Матильда совсем не удивилась тому, что Феликс позвонил ей. И сразу же спросила: «А как Собака?»
Феликс — было видно, как он взволнован, — сделал знак Марте, чтобы она взяла отводную трубку: наверное, ему казалось, что так она сможет поддержать его, что это придаст ему мужества.
— Ты понимаешь, дорогая, мне как раз надо… я должен тебе сказать… Собака была очень старая, я говорил тебе… и вот она умерла…
Матильда отреагировала не сразу. Сначала было молчание. Феликс и Марта переглянулись. А потом малышка ответила:
— Она умерла, потому что была старая? Очень старая?
— Ну да, потому, дорогая…
— Но ты ведь тоже очень старый, а ты не умер!
Феликс и Марта засмеялись.
— Значит, я ее больше не увижу, твою Собаку?
— Нет, Матильда, никогда больше не увидишь.
— А тебя — увижу?
— Меня — да, когда захочешь.
— Вот и хорошо, — сказала девочка просто и положила трубку.
Назавтра они узнали от Селины: Матильда целый день рисовала только собак, утверждая, что теперь она станет художником — «как Бабулин жених!», но зато совсем не плакала…
Три недели спустя, снова засмеявшись при воспоминании о замечании Матильды, Феликс задал Марте вопрос, от которого она, в свою очередь, пришла в полное смятение:
— Раз уж я остался жив, что скажете, Марта, о поездке в Севилью?

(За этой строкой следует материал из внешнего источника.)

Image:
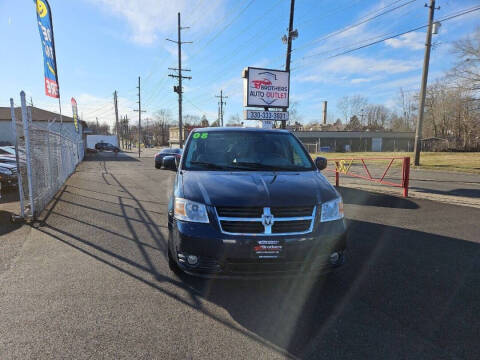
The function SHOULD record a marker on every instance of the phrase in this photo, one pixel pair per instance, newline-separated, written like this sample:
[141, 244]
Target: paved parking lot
[91, 280]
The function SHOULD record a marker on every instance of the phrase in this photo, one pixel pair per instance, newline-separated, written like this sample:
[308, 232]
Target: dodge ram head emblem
[267, 217]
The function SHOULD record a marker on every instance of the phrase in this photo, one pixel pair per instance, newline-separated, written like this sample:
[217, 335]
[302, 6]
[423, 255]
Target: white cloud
[150, 18]
[356, 69]
[361, 80]
[368, 65]
[412, 41]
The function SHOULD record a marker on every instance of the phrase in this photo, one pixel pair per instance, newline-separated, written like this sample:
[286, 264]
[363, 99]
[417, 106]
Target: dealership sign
[266, 88]
[265, 115]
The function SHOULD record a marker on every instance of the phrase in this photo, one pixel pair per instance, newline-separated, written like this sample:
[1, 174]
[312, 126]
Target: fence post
[337, 174]
[17, 157]
[28, 159]
[405, 175]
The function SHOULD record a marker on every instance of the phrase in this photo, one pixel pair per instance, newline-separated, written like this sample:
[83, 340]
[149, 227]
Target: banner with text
[45, 27]
[75, 113]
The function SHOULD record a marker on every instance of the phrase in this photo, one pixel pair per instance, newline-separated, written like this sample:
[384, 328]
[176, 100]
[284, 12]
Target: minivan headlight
[187, 210]
[332, 210]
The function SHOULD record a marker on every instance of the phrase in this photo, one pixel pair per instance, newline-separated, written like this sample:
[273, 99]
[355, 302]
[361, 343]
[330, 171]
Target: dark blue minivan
[251, 202]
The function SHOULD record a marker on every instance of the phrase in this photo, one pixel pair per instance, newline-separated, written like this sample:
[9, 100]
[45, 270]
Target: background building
[345, 141]
[40, 118]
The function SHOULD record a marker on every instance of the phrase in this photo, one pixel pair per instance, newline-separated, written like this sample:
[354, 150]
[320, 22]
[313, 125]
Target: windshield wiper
[259, 166]
[209, 165]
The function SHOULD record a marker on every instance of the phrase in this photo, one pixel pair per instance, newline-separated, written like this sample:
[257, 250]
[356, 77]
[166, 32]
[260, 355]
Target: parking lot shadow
[108, 156]
[471, 193]
[368, 198]
[6, 225]
[402, 294]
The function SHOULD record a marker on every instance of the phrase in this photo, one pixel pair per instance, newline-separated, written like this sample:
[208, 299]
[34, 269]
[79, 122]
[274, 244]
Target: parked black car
[252, 202]
[175, 152]
[103, 146]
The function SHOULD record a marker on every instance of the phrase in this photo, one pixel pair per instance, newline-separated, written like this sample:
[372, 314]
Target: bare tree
[466, 71]
[377, 117]
[408, 105]
[351, 105]
[293, 115]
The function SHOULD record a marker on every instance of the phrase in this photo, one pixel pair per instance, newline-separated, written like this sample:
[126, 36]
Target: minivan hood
[263, 189]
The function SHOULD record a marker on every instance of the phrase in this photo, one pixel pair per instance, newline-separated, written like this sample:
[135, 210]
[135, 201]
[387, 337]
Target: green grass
[446, 161]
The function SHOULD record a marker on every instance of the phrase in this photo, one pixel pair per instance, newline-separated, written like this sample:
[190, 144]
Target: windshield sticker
[200, 136]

С того дня она лихорадочно готовилась к путешествию, горя нетерпением и умирая от страха.
Она ездила отдыхать с Эдмоном один-единственный раз в жизни. В Булонь-сюр-Мер. И помнит лишь одно: было жутко холодно. Все. Ничего кроме.
Подготовка заключалась не только в том, что надо было достать из превращенного в склад кабинета чемодан, в который она первым делом уложила шаль с бахромой; надо было еще все продумать, забраться в самое далекое прошлое, когда, совсем девчонкой, она мечтала, что ее похитит рыцарь на коне. Рыцарь немножко припозднился, конечно, но ведь пришел за ней, в конце концов, пусть и пешком пришел, и вот теперь просит у нее абсолютного доказательства любви. Он просит ее оставить свой дом, свою мебель, свои вещи, все привычные предметы не просто на ночь, но — вполне вероятно — на всю оставшуюся жизнь. Даже если это уже самые сумерки жизни… Или, может быть, именно по этой причине…
Подготовка была непрерывным подсчетом дней: сколько осталось до отъезда. Надо было видеть, какое оживление царило на страничках сафьяновой записной книжки, где Марта вела обратный отсчет и записывала впечатления о каждом прожитом дне! Она совсем другими глазами видела теперь своих детей, своих внуков: ей казалось, что придется покинуть их навсегда, хотя она и не сомневалась, что скоро увидится с ними снова.